Archiving and retention of unstructured content (e.g., documents, files, emails, photos and videos) is a billion-dollar market, driven largely by increasingly strict compliance and regulatory requirements. Increasingly, content-addressable storage (CAS) devices that are immutable (i.e., will not permit editing information once it has been stored) are used to guarantee the integrity of unstructured data. Objects are easily located and additional policies can be set that govern the lifecycle (retention and expiry) of the document or object.
Meanwhile, there's no denying the growth of structured data retention needs (Gartner forecasts CAGR of 27 percent, making it the fastest-growing archiving category). Driven in part by the popularity of initiatives such as application retirement, whereby legacy applications are decommissioned, data is placed in a lower-cost tier of storage, but retained for on-demand access.

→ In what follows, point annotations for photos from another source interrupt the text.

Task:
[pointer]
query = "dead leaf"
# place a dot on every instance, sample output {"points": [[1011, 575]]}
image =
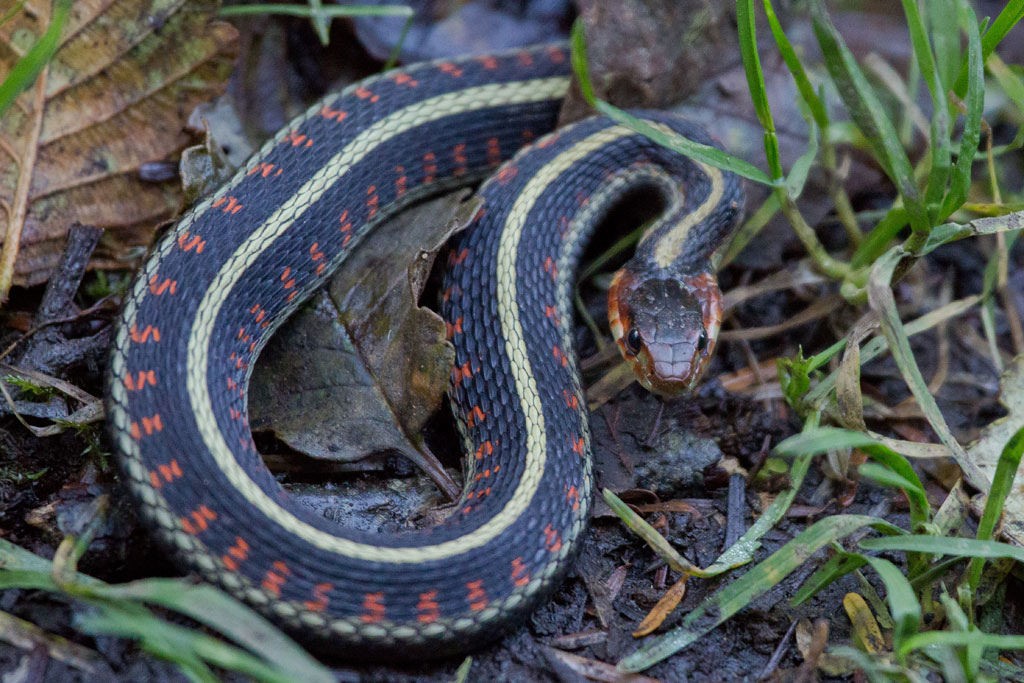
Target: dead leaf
{"points": [[115, 95], [660, 611], [363, 370]]}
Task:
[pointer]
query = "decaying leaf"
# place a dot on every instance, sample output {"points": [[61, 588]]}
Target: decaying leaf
{"points": [[983, 455], [115, 95], [361, 371]]}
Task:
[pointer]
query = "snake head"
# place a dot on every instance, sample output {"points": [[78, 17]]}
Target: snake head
{"points": [[666, 326]]}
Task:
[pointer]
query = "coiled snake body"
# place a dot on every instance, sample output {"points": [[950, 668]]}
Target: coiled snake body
{"points": [[233, 268]]}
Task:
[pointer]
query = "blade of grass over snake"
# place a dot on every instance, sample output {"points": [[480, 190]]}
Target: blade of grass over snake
{"points": [[1003, 482], [28, 69], [759, 580], [881, 297]]}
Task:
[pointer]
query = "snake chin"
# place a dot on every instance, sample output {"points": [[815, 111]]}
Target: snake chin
{"points": [[665, 326]]}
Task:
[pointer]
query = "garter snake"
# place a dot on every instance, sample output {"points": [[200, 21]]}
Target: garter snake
{"points": [[233, 267]]}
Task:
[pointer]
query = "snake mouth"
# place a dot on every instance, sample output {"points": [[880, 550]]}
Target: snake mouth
{"points": [[665, 327]]}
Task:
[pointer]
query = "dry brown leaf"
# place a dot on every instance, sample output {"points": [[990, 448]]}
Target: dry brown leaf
{"points": [[116, 95], [665, 606]]}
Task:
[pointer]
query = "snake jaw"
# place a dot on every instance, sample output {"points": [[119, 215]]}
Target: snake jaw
{"points": [[666, 327]]}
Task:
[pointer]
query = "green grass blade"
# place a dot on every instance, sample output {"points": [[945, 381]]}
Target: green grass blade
{"points": [[760, 579], [881, 296], [218, 610], [867, 112], [700, 153], [818, 440], [902, 601], [1010, 16], [650, 536], [943, 30], [123, 613], [1003, 482], [331, 11], [28, 69], [964, 639], [177, 643], [742, 551], [974, 100], [747, 25], [838, 566], [807, 92], [881, 237], [802, 167]]}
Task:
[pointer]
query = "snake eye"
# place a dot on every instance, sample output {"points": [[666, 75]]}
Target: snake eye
{"points": [[633, 341], [702, 341]]}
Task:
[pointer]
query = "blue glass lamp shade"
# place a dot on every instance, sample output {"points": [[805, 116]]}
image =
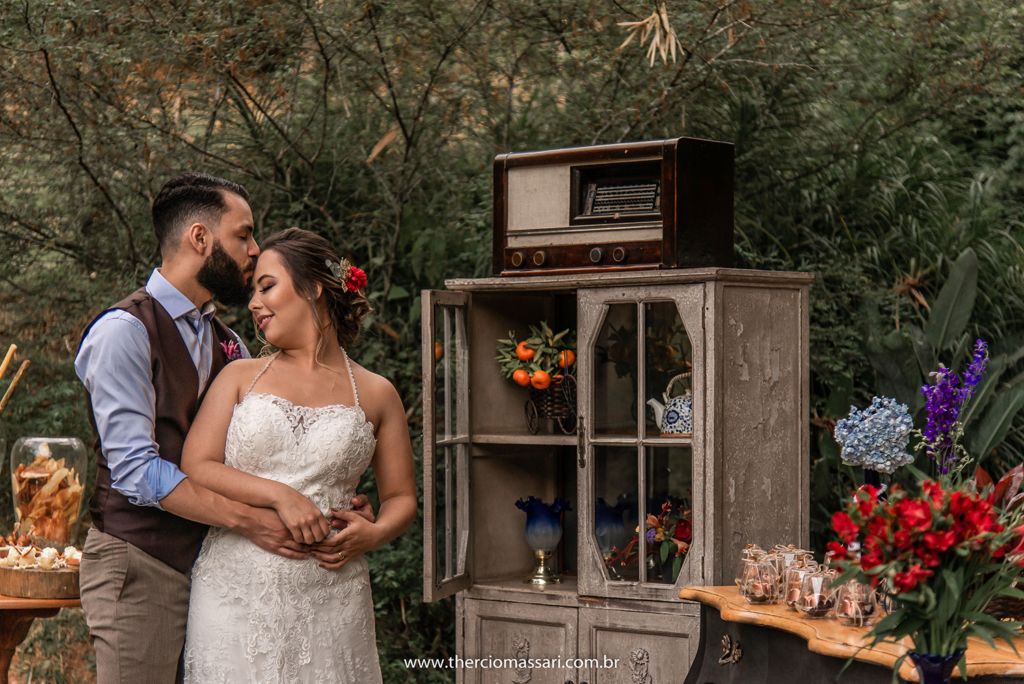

CAS storage would appear to be ideal for retaining such structured data but for one big problem: Relational databases such as Oracle, Sybase, SQL Server and others do not run natively on CAS devices and you wouldn't want them to. After all, a big reason for decommissioning apps is to avoid the tax of paying maintenance and administering hundreds and thousands of databases that support transactional updates, when the new goal is to keep data immutable and guaranteed free of change.
In addition to enterprise application retirement, increasing volumes of machine-generated data (e.g., Telco Call Data Records, Automated Financial Trades, Smart Meter Sensor data), are fueling the market for cost-effective compliant storage. The twist on machine-generated data is the extreme volumes, often billions of records a day, requiring ingestion rates that relational databases cannot support. Enter the increasingly popular alternative of Hadoop and NoSQL databases that can handle Big Data. While more cost effective and scalable than traditional RDBMs, compliance and long-term retention are clearly not the focus.
Given the variety of structured and unstructured data types, ingestion rates, data volumes, the desire for immutability, a dream solution might be described as one that could:
1. Ingest data at extreme volumes (billions per day)
2. Reduce massive reduction in storage needs through compression optimized for each data type
3. Comply with regulations by enforcing immutability with full lifecycle retention and expiry management
4. Query objects or fine-grained structured data records without the need to re-inflate or restore data
The exciting thing is that this solution is a reality today with a new breed of online data retention repositories ready to deploy on CAS storage, and the great thing is that these capabilities are available in 2011, fully two years ahead of Gartner's 2013 forecast.